Las naranjas, las cebollas, los aguacates están, ya limpios, en la canasta de las frutas; la harina, el azúcar, las lentejas y las grasas para la panadería casera están en sus respectivos contenedores.

El congelador, en esta necesidad de hacer que quepan ahí las almejas y los filetes de pescado, al lado de las carnes, las preparaciones de salsas y aderezos, me tenía una sorpresa: un buen trozo de queso brie que alguna vez guardé y había olvidado por completo.

Hora de comer, dijo mi estómago, sin hacer caso de mis quebrantos. No fue complicado: había caldo tlalpeño que preparé ayer y que dio para dos comidas, agregué laminitas de queso brie sobre bolillo con mantequilla y media copa de vino blanco; el postre consistió en medio mamey, con cuchara, directamente de su envase natural. El colibrí verde como tus ojos vino a hacerme compañía, como lo hace en cada comida.
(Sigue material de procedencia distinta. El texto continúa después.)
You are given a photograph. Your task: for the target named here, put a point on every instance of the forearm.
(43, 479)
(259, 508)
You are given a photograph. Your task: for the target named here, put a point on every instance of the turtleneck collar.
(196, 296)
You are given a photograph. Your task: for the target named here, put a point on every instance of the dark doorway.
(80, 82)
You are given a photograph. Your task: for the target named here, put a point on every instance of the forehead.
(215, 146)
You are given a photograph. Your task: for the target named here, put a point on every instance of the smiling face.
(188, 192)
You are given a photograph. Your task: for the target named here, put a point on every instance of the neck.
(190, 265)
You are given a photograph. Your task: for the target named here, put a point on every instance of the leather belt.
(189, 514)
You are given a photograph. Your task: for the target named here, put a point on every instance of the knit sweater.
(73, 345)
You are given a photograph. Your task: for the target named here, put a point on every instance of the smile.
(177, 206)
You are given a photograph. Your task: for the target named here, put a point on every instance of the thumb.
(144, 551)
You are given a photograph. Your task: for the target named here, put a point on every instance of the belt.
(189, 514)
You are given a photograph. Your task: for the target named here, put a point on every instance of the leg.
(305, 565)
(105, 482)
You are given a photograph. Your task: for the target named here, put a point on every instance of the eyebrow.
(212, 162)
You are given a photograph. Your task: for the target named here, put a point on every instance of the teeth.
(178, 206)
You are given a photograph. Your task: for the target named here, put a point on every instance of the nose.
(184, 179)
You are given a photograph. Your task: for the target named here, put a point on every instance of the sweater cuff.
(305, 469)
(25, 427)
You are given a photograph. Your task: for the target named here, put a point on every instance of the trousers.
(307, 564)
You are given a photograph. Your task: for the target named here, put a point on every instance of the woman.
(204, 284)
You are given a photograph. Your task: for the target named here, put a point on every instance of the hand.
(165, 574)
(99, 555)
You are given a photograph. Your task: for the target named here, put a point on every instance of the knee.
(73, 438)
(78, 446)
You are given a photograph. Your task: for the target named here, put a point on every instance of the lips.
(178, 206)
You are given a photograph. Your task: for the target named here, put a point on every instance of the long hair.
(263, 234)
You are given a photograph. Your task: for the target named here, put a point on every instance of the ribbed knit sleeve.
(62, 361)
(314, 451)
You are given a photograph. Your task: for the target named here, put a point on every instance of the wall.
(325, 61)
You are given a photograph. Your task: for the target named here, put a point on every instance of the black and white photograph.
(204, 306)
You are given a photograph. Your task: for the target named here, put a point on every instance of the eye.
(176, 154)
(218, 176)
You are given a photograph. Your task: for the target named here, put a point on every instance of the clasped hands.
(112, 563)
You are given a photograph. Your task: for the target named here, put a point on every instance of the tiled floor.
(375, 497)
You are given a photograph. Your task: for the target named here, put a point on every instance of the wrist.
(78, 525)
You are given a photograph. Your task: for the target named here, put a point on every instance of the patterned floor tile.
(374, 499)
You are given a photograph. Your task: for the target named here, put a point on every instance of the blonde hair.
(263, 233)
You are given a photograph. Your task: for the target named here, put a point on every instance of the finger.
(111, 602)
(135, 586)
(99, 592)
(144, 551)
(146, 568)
Entre la alimentación y el reposo de ayer y hoy estoy casi recuperada de la muy sensible baja en mis niveles de glucosa y presión arterial. Hasta dormí ocho hora seguidas; no he tenido ya sensación de vértigo, ni manos heladas o ansiedad. Ahora hay que restaurar un poquito el interior, al menos lo suficiente como para que no me deshidrate perdiendo líquido por los ojos.

Sin embargo, reconozco que es una buena señal: sigo viva y, conmigo, cada imagen, cada conversación, cada experiencia, cada mirada y cada sonrisa. Y las travesuras y bromas, por supuesto. Al reconocerlo es cuando llega el alivio y puedo, al fin, suspirar hondamente, sin dolor.

Mañana es 3 de mayo, día de los albañiles, como nosotros. Celebraremos.